You can select a sound input device such as a microphone input. It's also possible to input from audio files (size limit applies).

For win user, system sound is available as input. Please note if you set the system sound as output, the sound loop occurs.

output

You can select audio output devices such as speakers and output.

monitor

In monitor mode, you can select audio output devices such as speaker output.
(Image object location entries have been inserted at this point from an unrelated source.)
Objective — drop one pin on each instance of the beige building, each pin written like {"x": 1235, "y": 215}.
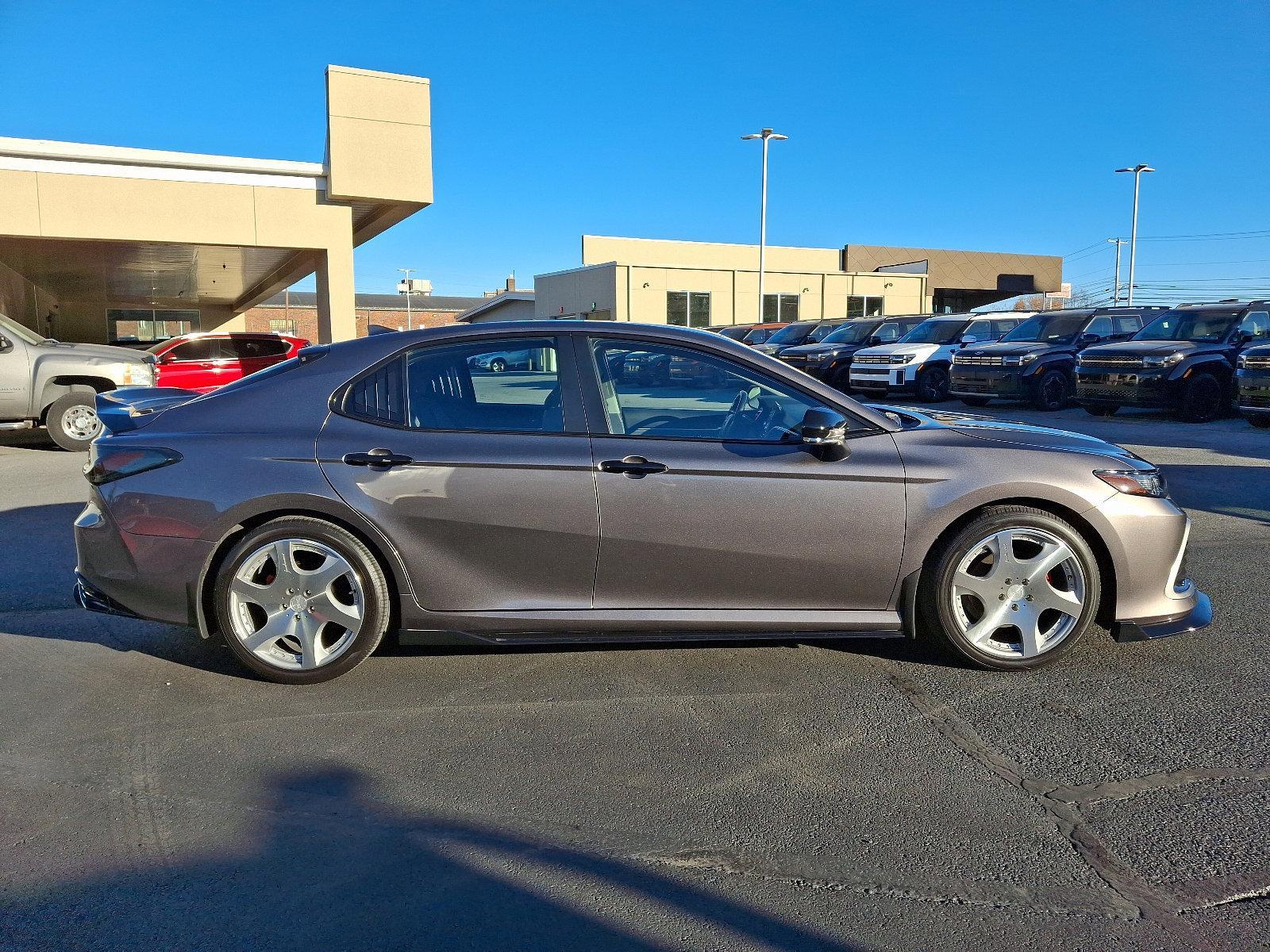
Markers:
{"x": 698, "y": 283}
{"x": 97, "y": 238}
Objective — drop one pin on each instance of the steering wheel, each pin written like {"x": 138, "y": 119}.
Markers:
{"x": 649, "y": 423}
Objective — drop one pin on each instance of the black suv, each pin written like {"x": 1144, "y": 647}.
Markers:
{"x": 829, "y": 359}
{"x": 1037, "y": 361}
{"x": 1183, "y": 361}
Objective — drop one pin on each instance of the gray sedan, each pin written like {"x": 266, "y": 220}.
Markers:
{"x": 560, "y": 501}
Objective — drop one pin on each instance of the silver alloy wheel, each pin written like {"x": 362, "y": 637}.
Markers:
{"x": 1018, "y": 593}
{"x": 296, "y": 605}
{"x": 82, "y": 423}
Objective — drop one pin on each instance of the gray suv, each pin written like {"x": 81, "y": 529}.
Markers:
{"x": 406, "y": 492}
{"x": 48, "y": 382}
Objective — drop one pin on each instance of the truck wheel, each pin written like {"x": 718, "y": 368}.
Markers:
{"x": 1202, "y": 399}
{"x": 1053, "y": 391}
{"x": 73, "y": 422}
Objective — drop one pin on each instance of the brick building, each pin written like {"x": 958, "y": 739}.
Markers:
{"x": 296, "y": 313}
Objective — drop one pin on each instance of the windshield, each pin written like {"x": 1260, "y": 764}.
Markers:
{"x": 851, "y": 333}
{"x": 937, "y": 332}
{"x": 25, "y": 334}
{"x": 1200, "y": 327}
{"x": 791, "y": 333}
{"x": 1051, "y": 329}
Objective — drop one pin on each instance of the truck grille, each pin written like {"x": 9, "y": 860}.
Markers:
{"x": 979, "y": 361}
{"x": 1110, "y": 362}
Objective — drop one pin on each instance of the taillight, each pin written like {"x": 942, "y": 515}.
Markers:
{"x": 114, "y": 463}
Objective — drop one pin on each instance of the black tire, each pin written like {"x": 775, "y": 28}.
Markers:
{"x": 1202, "y": 399}
{"x": 1053, "y": 391}
{"x": 56, "y": 420}
{"x": 376, "y": 608}
{"x": 933, "y": 385}
{"x": 935, "y": 609}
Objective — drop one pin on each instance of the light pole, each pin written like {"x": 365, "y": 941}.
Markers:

This is only available in server device mode.

Please refer to this document for an overview of the idea.

REC.

It will output the converted audio to a file.

ServerIO Analizer

We can record and confirm the input audio to the speech conversion AI and the output audio from the speech conversion AI.

Please refer to this document for an overview of the idea.

SIO rec.

I will start/stop recording both the audio inputted into the voice conversion AI as well as the audio outputted from the voice conversion AI.

output

The AI will play back any audio that is input into it.

in

I will play the audio inputted to the speech conversion AI.

out

Play the audio output from the Speech Conversion AI.

more...

You can do more advanced operations.

Merge Lab

It is possible to do synthesis of models.

Advanced Setting

You can set up more advanced settings.

Server Info

You can check the configuration of the current server.

Model Slot Edit Screen

By pressing the edit button in the Model Slot Selection Area, you can edit the model slot.

image

Icon Area

You can change the image by clicking on the icon.

File Area

You can download the file by clicking on the file name.

Upload Button

You can upload the model.

In the upload screen, you can select the voice changer type to upload.

You can go back to the Model Slot Edit Screen by pressing the back button.

image

Sample Button

You can download a sample.

You can go back to the Model Slot Edit Screen by pressing the back button.

image

Edit Button

You can edit the details of the model slot.